The only relevance that last week’s debate had to the financial crisis is that investors were hoping that the announcement of a “fiscal compact” – involving much tougher supervision of national budgets in the future – might provide cover for the European Central Bank to buy Italian and Spanish bonds until the crack of doom, or at least until more private investors could be persuaded back into the market.
As ratification problems mount, against a background of economic stagnation or worse, last week’s clear picture of an isolated Britain and a Europe pushing towards unity will become much more blurred. For German fiscal hawks, the really important division now in Europe is between law-abiding northern European countries with sound economies and southern European countries that are viewed as corrupt and increasingly bankrupt. The Germans know that almost half the triple A rated countries in Europe are not in the single European currency. (These are Denmark, Norway, Sweden, Switzerland and Britain.) As for the triple A countries that do use the single currency, they have all just been placed on notice of a possible downgrade in their credit rating – a risk that is increasingly acute for France. If the Dutch, who are within the eurozone, join the Scandinavians and the British in refusing to join the new fiscal compact – German angst will only intensify.

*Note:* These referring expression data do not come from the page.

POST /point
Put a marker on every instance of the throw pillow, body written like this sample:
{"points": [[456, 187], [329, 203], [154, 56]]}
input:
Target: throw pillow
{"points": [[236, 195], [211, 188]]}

As the Germans look anxiously towards northern Europe, so much of southern Europe is looking angrily at Germany. For although Britain provided a convenient lightning rod for much of the fear and rage in Europe, the economic crisis is provoking ill-feeling across the union. The French press spent the days before the summit agonising about “Germanophobia” in France, after a leading Socialist politician accused Mr Sarkozy of buckling to the Germans – and compared him to Édouard Daladier, the French leader who appeased Hitler in 1938. Such insults may seem mild before this crisis is over. And last week’s summit will be seen not as decisive, but as one act in a long-drawn out melodrama – that still threatens to turn into a tragedy.